I was reading through the e-mails my teachers had sent with my homework, and doing the homework, when I realized that the beautiful puppy on my lap, was a joint project.

"He gave me up Saph. He just let it all go. You know what sucks?" I asked her. The little husky just growled softly. "I can't hate him for it, and I cant stop loving him." She looked at me with those blue puppy eyes, eyes that didn't understand. I turned from my homework, unable to keep going and crawled into my bed. It had turned dark outside anyway, I let the soft music I had been playing lul me to sleep. The next morning, I skipped school again, and stayed home playing piano, and that night, I gave the saddest performance of my life. Mrs. Peterson requested up-beat songs, and my mouth sang it, but my heart never felt it.

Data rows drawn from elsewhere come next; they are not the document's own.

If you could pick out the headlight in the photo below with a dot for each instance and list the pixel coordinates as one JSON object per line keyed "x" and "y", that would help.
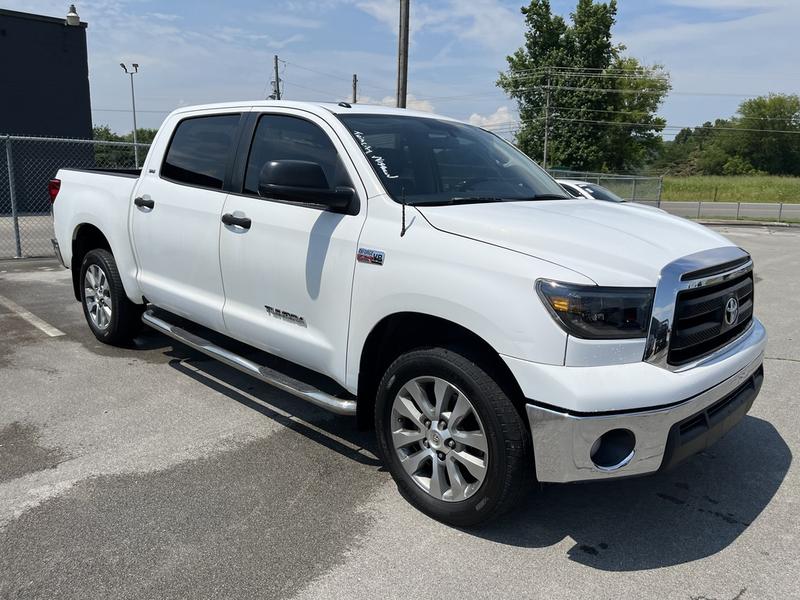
{"x": 598, "y": 313}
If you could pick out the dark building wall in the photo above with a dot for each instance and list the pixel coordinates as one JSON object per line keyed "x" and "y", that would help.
{"x": 44, "y": 92}
{"x": 44, "y": 77}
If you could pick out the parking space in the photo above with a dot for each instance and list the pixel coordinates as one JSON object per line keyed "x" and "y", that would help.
{"x": 153, "y": 471}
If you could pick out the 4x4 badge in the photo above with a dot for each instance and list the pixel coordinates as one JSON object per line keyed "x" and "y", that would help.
{"x": 372, "y": 257}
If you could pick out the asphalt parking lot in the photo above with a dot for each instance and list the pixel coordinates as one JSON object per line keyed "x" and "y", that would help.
{"x": 153, "y": 472}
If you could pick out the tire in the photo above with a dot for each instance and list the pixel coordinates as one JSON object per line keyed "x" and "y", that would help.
{"x": 111, "y": 316}
{"x": 471, "y": 486}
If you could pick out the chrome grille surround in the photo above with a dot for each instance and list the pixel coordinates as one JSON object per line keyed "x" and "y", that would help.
{"x": 733, "y": 262}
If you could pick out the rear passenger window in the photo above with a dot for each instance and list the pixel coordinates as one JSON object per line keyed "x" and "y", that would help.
{"x": 279, "y": 137}
{"x": 199, "y": 150}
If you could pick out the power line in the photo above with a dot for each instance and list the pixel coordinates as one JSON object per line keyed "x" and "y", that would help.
{"x": 653, "y": 126}
{"x": 162, "y": 112}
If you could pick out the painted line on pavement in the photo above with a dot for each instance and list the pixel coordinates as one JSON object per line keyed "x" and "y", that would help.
{"x": 30, "y": 318}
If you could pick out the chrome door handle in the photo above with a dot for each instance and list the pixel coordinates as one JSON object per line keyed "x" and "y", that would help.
{"x": 242, "y": 222}
{"x": 144, "y": 202}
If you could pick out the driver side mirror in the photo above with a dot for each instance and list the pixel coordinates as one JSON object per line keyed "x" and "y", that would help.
{"x": 302, "y": 181}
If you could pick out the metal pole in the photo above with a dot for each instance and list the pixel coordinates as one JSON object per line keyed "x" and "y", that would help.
{"x": 660, "y": 186}
{"x": 402, "y": 55}
{"x": 546, "y": 121}
{"x": 277, "y": 88}
{"x": 135, "y": 140}
{"x": 12, "y": 192}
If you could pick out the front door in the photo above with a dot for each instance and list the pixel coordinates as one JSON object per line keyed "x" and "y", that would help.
{"x": 175, "y": 223}
{"x": 288, "y": 277}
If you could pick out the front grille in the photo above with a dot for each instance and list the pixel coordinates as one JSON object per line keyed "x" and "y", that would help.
{"x": 699, "y": 326}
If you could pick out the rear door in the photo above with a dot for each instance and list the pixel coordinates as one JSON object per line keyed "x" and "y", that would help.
{"x": 288, "y": 277}
{"x": 175, "y": 222}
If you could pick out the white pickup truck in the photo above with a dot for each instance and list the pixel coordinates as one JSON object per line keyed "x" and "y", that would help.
{"x": 425, "y": 276}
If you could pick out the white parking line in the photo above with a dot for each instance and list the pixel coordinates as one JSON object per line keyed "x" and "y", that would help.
{"x": 30, "y": 318}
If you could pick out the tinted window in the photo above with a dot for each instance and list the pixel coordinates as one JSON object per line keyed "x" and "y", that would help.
{"x": 199, "y": 150}
{"x": 571, "y": 190}
{"x": 279, "y": 137}
{"x": 425, "y": 160}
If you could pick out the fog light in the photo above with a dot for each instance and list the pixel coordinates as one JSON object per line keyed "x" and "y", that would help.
{"x": 613, "y": 450}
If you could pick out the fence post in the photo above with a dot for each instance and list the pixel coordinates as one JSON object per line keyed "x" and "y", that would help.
{"x": 13, "y": 196}
{"x": 658, "y": 194}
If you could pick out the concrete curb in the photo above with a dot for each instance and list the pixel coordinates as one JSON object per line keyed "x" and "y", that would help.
{"x": 743, "y": 223}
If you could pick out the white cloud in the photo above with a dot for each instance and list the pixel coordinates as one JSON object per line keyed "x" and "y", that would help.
{"x": 502, "y": 116}
{"x": 411, "y": 102}
{"x": 486, "y": 22}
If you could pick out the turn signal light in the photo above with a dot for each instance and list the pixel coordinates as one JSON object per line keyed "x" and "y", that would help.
{"x": 53, "y": 187}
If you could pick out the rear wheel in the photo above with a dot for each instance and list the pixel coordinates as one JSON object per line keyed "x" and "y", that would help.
{"x": 451, "y": 437}
{"x": 111, "y": 316}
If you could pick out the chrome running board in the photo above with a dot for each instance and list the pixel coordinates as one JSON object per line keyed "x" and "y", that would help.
{"x": 271, "y": 376}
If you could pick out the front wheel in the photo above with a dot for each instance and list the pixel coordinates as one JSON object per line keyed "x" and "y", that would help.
{"x": 451, "y": 437}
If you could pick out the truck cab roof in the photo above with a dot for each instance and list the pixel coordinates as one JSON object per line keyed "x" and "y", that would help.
{"x": 314, "y": 107}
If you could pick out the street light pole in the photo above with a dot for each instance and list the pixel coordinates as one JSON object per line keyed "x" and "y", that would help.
{"x": 402, "y": 54}
{"x": 132, "y": 72}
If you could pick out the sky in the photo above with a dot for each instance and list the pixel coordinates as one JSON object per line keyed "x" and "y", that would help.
{"x": 717, "y": 52}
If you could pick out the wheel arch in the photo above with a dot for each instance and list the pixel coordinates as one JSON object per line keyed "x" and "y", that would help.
{"x": 403, "y": 331}
{"x": 85, "y": 237}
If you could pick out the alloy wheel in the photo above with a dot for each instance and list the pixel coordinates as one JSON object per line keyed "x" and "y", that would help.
{"x": 439, "y": 438}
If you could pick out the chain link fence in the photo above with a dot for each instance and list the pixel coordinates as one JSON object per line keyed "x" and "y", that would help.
{"x": 629, "y": 187}
{"x": 27, "y": 164}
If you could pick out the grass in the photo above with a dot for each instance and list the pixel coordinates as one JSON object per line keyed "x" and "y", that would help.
{"x": 744, "y": 188}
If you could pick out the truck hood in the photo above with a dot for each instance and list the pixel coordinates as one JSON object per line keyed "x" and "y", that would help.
{"x": 611, "y": 244}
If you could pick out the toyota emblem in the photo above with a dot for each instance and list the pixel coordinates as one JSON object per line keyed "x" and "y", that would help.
{"x": 731, "y": 311}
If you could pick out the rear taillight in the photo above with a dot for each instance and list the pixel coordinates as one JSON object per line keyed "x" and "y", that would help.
{"x": 52, "y": 188}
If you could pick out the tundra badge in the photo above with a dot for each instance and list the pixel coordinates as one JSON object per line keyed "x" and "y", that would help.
{"x": 372, "y": 257}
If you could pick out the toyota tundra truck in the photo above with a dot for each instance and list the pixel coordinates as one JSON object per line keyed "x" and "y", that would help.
{"x": 428, "y": 278}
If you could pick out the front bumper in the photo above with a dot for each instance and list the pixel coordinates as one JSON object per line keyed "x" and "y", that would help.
{"x": 564, "y": 441}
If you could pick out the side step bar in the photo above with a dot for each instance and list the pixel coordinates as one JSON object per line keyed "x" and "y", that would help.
{"x": 265, "y": 374}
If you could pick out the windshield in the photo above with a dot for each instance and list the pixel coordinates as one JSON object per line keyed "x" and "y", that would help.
{"x": 600, "y": 193}
{"x": 427, "y": 161}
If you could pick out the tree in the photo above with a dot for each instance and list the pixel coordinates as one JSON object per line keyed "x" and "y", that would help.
{"x": 115, "y": 156}
{"x": 764, "y": 137}
{"x": 778, "y": 152}
{"x": 602, "y": 105}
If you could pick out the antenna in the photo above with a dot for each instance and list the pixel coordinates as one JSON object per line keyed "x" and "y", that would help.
{"x": 403, "y": 203}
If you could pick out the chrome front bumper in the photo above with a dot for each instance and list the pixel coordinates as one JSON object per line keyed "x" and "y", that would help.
{"x": 563, "y": 442}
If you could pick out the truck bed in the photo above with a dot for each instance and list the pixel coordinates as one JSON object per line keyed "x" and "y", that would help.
{"x": 133, "y": 173}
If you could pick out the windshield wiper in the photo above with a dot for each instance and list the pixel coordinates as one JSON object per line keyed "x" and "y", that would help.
{"x": 486, "y": 199}
{"x": 460, "y": 200}
{"x": 544, "y": 197}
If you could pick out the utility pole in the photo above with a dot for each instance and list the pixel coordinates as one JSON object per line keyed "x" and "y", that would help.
{"x": 276, "y": 85}
{"x": 402, "y": 55}
{"x": 546, "y": 120}
{"x": 132, "y": 72}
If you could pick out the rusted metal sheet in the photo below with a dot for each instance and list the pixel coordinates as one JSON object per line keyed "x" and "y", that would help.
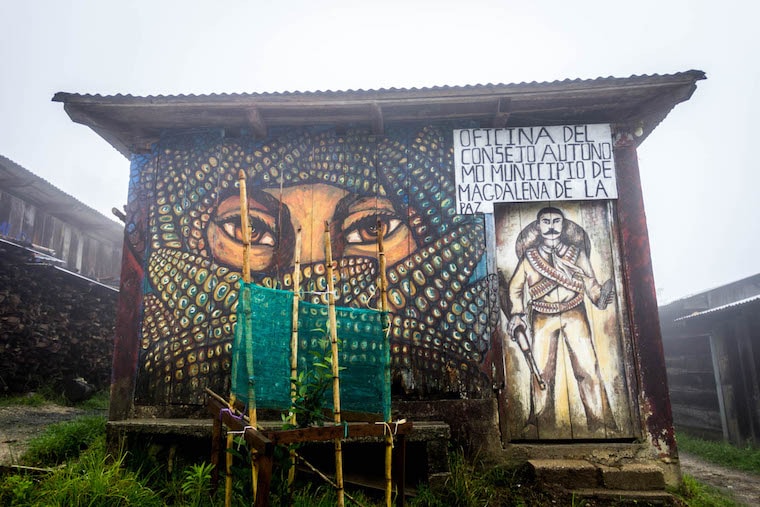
{"x": 642, "y": 301}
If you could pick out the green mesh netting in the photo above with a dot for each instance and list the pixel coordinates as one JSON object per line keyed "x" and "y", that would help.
{"x": 263, "y": 333}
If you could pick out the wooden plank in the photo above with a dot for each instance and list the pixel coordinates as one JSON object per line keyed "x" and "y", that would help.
{"x": 326, "y": 433}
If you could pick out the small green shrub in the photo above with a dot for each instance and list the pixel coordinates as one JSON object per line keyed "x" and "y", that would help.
{"x": 95, "y": 479}
{"x": 696, "y": 494}
{"x": 722, "y": 453}
{"x": 196, "y": 485}
{"x": 62, "y": 441}
{"x": 16, "y": 490}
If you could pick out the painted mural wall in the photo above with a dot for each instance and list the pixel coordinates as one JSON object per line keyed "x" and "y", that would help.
{"x": 540, "y": 320}
{"x": 183, "y": 230}
{"x": 562, "y": 300}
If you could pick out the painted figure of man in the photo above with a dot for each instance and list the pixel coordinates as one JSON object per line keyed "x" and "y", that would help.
{"x": 547, "y": 295}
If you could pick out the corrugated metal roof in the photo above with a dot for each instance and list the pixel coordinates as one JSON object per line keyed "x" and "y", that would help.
{"x": 722, "y": 308}
{"x": 37, "y": 258}
{"x": 132, "y": 124}
{"x": 18, "y": 181}
{"x": 694, "y": 74}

Mrs. Peterson, surprising me, gave me a tight hug at the end of my show, and apologized for whatever had me in such low spirits. Tyler had been there, but I left before he could talk. I played hookie from school, for the rest of the week. ON Sunday, I climbed into bed, unable to sleep. I heard 'love hurts' so often, but how come when I was with Tyler and loved him, did it feel so great? I thumped my head on my pillow, dumbass. Love does not hurt, not getting it back does, rejection hurts. Part of me was angry, not just at Tyler, but at myself for being like every other fucking girl you read about, that falls in love with a player and you sit there the whole time like 'WTF bitch, you know he just wants in your virgin tight panites.' But Hell, he did not even want to get in my pants, he just wanted to use me to piss of his parents.

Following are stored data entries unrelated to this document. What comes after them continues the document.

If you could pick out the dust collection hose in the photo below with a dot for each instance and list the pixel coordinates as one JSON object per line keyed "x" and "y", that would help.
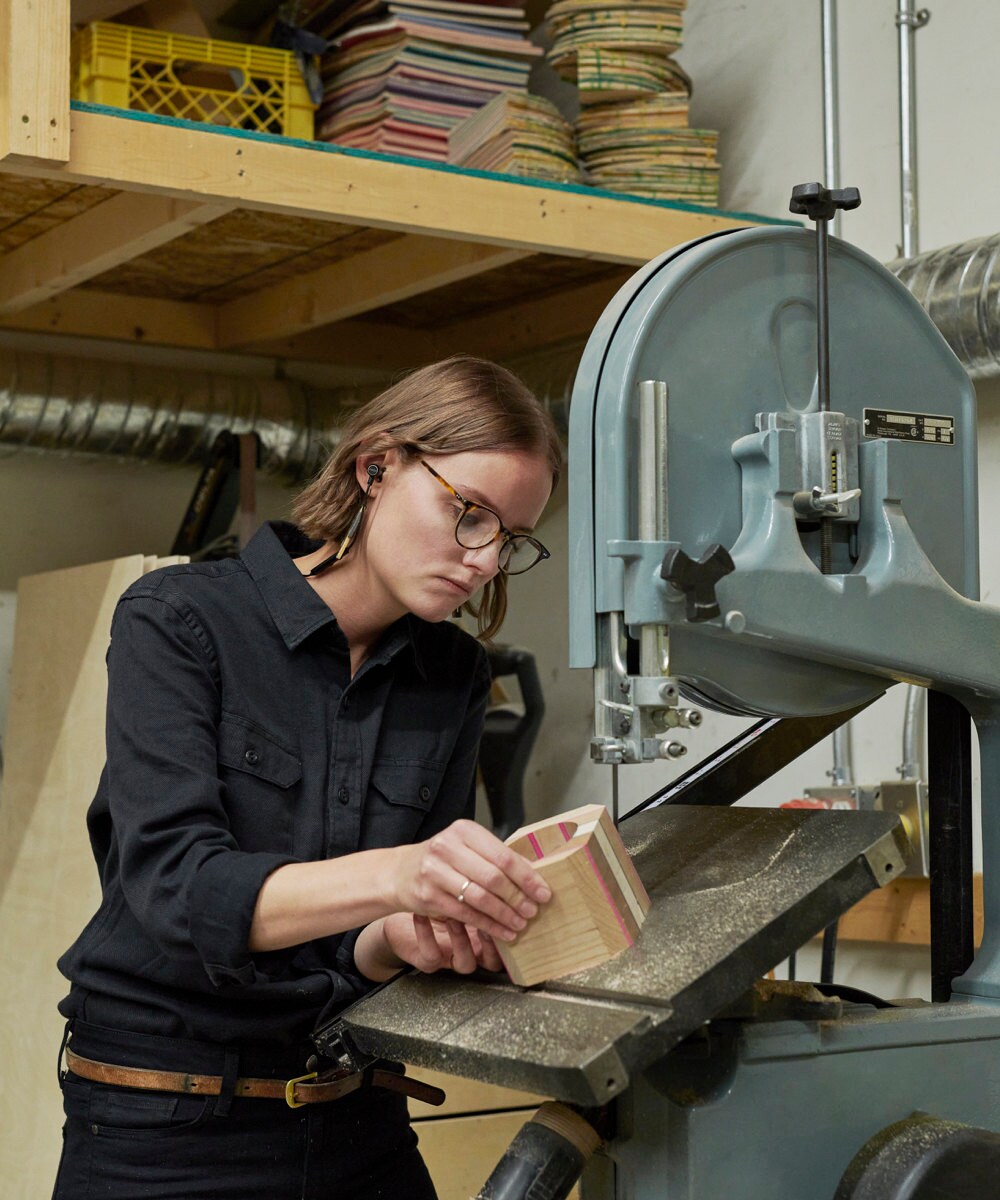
{"x": 546, "y": 1157}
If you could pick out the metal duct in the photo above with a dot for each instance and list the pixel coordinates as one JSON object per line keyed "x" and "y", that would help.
{"x": 959, "y": 287}
{"x": 91, "y": 407}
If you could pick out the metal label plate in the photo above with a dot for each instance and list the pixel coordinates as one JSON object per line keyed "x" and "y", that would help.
{"x": 927, "y": 427}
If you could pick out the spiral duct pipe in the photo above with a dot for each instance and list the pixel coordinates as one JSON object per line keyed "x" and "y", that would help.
{"x": 77, "y": 406}
{"x": 93, "y": 407}
{"x": 959, "y": 287}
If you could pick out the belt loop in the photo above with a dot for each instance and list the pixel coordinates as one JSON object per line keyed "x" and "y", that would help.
{"x": 60, "y": 1074}
{"x": 228, "y": 1087}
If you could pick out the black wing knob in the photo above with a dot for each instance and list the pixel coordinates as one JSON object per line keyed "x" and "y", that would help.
{"x": 698, "y": 579}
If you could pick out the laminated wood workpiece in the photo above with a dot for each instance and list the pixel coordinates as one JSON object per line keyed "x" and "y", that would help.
{"x": 598, "y": 900}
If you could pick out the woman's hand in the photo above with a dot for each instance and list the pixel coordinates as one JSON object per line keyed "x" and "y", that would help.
{"x": 466, "y": 875}
{"x": 405, "y": 939}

And anger was not all I felt, frustration, that I could not just thump him in the fucking head, and keep hitting him until he loved me back,. Sadness, because I knew he was with Scarlett right now, and most of all, I felt shame. I had been so rude and mean to him the past week, and he did nothing wrong. That was the worst part, that I wanted to be nice to him, because he was not in the wrong, he never promised to love me, or that we were a real thing.

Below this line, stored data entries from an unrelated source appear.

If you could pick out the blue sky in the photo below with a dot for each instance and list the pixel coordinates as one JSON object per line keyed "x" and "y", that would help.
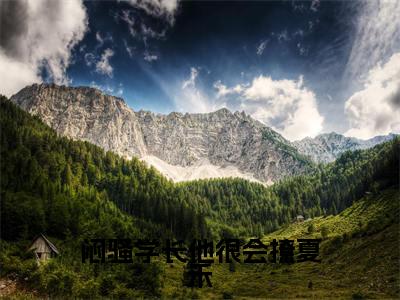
{"x": 301, "y": 67}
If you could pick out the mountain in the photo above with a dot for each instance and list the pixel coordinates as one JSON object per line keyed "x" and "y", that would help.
{"x": 328, "y": 146}
{"x": 182, "y": 146}
{"x": 74, "y": 190}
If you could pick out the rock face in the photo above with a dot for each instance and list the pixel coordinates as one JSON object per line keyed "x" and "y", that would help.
{"x": 327, "y": 147}
{"x": 222, "y": 139}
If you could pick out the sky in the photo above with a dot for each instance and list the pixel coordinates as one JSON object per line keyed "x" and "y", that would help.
{"x": 301, "y": 67}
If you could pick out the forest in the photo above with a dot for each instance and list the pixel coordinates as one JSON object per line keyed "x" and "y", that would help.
{"x": 72, "y": 190}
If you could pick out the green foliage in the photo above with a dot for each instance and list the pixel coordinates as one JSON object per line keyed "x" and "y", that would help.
{"x": 324, "y": 231}
{"x": 311, "y": 228}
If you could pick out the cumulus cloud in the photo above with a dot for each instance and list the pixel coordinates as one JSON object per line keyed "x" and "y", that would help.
{"x": 261, "y": 47}
{"x": 158, "y": 8}
{"x": 191, "y": 81}
{"x": 103, "y": 65}
{"x": 315, "y": 5}
{"x": 190, "y": 98}
{"x": 38, "y": 35}
{"x": 375, "y": 110}
{"x": 377, "y": 37}
{"x": 285, "y": 105}
{"x": 149, "y": 57}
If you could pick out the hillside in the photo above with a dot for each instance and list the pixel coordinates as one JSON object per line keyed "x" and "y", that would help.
{"x": 203, "y": 142}
{"x": 359, "y": 252}
{"x": 73, "y": 190}
{"x": 327, "y": 147}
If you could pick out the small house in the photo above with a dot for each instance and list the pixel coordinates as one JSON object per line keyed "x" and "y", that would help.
{"x": 43, "y": 248}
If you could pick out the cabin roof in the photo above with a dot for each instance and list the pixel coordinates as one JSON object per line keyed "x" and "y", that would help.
{"x": 50, "y": 244}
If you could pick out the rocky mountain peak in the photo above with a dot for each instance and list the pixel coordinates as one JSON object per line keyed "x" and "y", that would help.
{"x": 216, "y": 144}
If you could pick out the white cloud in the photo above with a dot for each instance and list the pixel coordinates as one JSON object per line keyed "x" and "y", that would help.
{"x": 37, "y": 35}
{"x": 377, "y": 37}
{"x": 375, "y": 110}
{"x": 283, "y": 36}
{"x": 89, "y": 59}
{"x": 149, "y": 57}
{"x": 158, "y": 8}
{"x": 191, "y": 81}
{"x": 261, "y": 47}
{"x": 130, "y": 50}
{"x": 103, "y": 65}
{"x": 285, "y": 105}
{"x": 190, "y": 98}
{"x": 315, "y": 5}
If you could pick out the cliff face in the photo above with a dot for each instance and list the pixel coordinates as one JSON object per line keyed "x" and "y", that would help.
{"x": 86, "y": 114}
{"x": 221, "y": 139}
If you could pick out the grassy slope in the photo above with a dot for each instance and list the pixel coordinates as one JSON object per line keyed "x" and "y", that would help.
{"x": 360, "y": 258}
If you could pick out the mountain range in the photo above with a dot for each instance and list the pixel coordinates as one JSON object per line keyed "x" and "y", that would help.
{"x": 183, "y": 146}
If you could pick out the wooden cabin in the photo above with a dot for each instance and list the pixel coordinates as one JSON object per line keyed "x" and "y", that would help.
{"x": 43, "y": 248}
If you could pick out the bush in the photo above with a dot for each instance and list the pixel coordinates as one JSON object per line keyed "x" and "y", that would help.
{"x": 311, "y": 228}
{"x": 324, "y": 231}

Well, he did ask me to prom, which is now shot. But I was so ashamed that even though he was a good friend, I would never be able to accept it, because the thought of being beside him, but not with him, was a pain more intense than the urge to drown my sorrows, until I was to far gone to recognize them. Which was why I had Nana making sure I did not leave. Of cource she could not do that by her-self. Her sherrif friend was down stairs, with my window locked. Because in the pain I felt, I didn't trust myself. Its funny how earth never comes up and swallows you, when you want it to. And.... I wanted it to.